When Dom Helder Camara of Recife came on the briefest of speaking trips to this country six weeks ago, he ran into Monsignor Illich at a Methodist Church meeting in Greenwich Village. It was just a meeting in passing, I understand, and all I can report of it is that Dom Helder shook his finger at Monsignor Illich and smiling, called out to him, “Ivan the Terrible!”

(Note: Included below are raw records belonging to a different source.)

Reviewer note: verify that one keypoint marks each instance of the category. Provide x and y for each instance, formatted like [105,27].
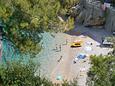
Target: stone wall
[110,20]
[93,9]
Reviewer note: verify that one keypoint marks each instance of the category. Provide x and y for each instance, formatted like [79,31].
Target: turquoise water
[47,57]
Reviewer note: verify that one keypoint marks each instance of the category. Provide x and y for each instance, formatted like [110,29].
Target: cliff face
[92,14]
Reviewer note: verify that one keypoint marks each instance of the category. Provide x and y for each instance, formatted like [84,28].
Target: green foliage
[24,20]
[102,72]
[66,6]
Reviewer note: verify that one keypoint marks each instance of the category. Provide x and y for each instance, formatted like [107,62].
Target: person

But Ivan the Terrible is thinking, it seems to me, as the Pope is thinking, and we hope he reads such articles as Prof. Schumacher’s and we hope that he subscribes to the Bulletin of the Intermediate Technology Development Group, Ltd., (9 King Street, Covent Garden, London, WC2.) And we hope too that he read the article by Bob Swann, – “The Economics of Peace,” in our January issue, so that he will find himself on the side of non-violence, where men of God are supposed to be, and which will or may well mean martyrdom.

The Fast

Jack Cook’s article in this issue of the CW has somewhat the flavor of Monsignor Illich’s criticism of charity in Latin America which appeared some months back. At first I was shocked and disturbed by it. I could not help but think of December eighth in 1932 when I went to Mass in the crypt of that same shrine he is writing about, after spending days with the Hunger Marchers in Washington, and prayed with all my strength for some way to open up to work for the dispossessed of this world. That petition of mine was answered immediately. I returned to New York to find Peter Maurin sitting in my kitchen with his program and his teaching, which we have tried to follow all these years. It was a single visit I made to the shrine–a single Mass I participated in. There was all the pomp of the great feast. But the cumulative effect of all those Holy Week pilgrims that Jack and Bob and Dan saw day after day, who were making their own single pilgrimage to the shrine, was too much for them. Those young men fasting on the steps of the shrine, were not judging the individual pilgrims but the scene as a whole. The picture of American Catholicism as it appears in the eyes of the world–the picture of comfortable, materialistic Catholicism, of which we are all very much a part. We have come from this bourgeois background ourselves, we have partaken of its comforts. But our eyes have been opened to see more clearly the words of the Gospel, and the words of the Pope today. We must pray that those same visitors may make the prayer, “Lord, what wilt thou have me to do?” God takes us at our word, and will answer each one, will call each one to his vocation, which may not be our own particular kind of works of mercy.